Former star NHL defenseman P.K. Subban shared details about his ugly breakup with the Montreal Canadiens in a recent interview. (Getty Images)
Former star NHL defenceman P.K. Subban shared details about his ugly breakup with the Montreal Canadiens in a recent interview. (Getty Images)

P.K. Subban's playing days may be over, but that hasn't kept the former NHL superstar from thinking of what could've been.

In a recent appearance on The Pivot Podcast, Subban spoke to hosts Channing Crowder, Fred Taylor and Ryan Clark about his time with the Montreal Canadiens and the controversial trade that saw him shipped to the Nashville Predators in 2016.

The 33-year-old admitted he wanted to spend his whole career in Montreal before the surprising move.
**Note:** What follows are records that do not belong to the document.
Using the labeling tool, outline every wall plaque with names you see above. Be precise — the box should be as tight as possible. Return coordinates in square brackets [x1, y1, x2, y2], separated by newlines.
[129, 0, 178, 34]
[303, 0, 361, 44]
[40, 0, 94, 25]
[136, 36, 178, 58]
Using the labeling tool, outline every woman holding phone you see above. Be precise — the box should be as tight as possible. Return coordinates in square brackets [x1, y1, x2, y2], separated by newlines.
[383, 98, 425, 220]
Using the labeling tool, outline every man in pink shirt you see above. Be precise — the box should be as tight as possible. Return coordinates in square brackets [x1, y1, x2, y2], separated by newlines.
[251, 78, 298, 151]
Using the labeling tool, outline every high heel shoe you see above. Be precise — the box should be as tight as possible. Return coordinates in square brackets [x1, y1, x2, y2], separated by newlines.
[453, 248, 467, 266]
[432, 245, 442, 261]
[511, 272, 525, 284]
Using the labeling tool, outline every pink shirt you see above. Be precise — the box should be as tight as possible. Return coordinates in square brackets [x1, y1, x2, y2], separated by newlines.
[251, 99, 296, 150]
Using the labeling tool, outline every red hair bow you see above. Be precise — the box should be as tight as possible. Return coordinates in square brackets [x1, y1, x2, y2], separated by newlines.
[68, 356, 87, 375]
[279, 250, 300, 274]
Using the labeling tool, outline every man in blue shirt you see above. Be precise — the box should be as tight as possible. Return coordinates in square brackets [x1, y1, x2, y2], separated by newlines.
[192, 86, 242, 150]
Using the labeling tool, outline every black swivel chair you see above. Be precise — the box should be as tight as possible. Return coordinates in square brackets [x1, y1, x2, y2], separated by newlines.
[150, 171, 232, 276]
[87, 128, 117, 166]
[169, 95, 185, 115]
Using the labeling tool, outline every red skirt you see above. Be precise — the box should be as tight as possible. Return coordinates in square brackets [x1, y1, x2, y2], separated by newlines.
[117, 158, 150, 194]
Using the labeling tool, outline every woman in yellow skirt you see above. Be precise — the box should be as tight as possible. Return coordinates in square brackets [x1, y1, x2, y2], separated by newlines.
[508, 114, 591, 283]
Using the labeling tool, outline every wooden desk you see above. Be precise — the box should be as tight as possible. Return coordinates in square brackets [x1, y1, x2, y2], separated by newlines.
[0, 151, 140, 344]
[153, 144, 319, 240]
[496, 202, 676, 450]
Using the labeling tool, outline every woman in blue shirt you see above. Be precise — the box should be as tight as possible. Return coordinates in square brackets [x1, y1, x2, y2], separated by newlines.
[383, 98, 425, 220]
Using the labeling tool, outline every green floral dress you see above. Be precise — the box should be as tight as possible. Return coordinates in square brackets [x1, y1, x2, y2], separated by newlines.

“It didn’t have to be that complicated,” he said. “I grew up a Montreal Canadiens fan in Toronto. There was only one place I wanted to play in my career.

“I didn’t want to play anywhere else.”

Subban was traded to the Predators in June 2016 for fellow star blueliner Shea Weber in one of the biggest trades in recent NHL history. While the deal came as a shock to Subban and just about everyone around the league, the relationship between him and the Habs seemed to be fractured years prior.

“If they would have come to me after I won the Norris Trophy (in 2013) and said, ‘You went out and you performed, you did what you said you were going to do, now we want to make you a Montreal Canadien, not only for the term of this contract, but for the rest of your career,’ I would have signed for $7 million,” Subban said.

The two sides eventually went to arbitration, and Subban was awarded a two-year, $5.75-million contract in 2013. The Toronto native would get his huge payday in 2015, when he was signed to an eight-year, $72-million deal ($9 million AAV).

Looking back on the end of his time with the Canadiens, Subban senses a pattern with the club and its biggest stars.

“The tradition with Montreal is any star players that had big names, that got bigger than the team, they traded them,” Subban said. “So what happened to me wasn’t any different than the history.”

Despite the success he saw in Montreal, Subban believes he never really fit in to the mold expected of him in one the league's biggest markets.

“That time in Montreal, it was the best and the most tumultuous time of my career, no doubt, because I don’t think hockey and the culture was really ready for the type of athlete that I was.”

In 834 career games over 13 NHL seasons, Subban scored 115 goals and registered 352 assists for 467 points. He won the Norris Trophy as the NHL's best defenceman in 2012-13, and reached the Stanley Cup Final with the Predators in 2016.

He announced his retirement from hockey in September 2022, and has since transitioned into a hockey analyst role with ESPN.

Subban will be honoured at the Bell Centre before the Canadiens take on the Predators on Jan. 12.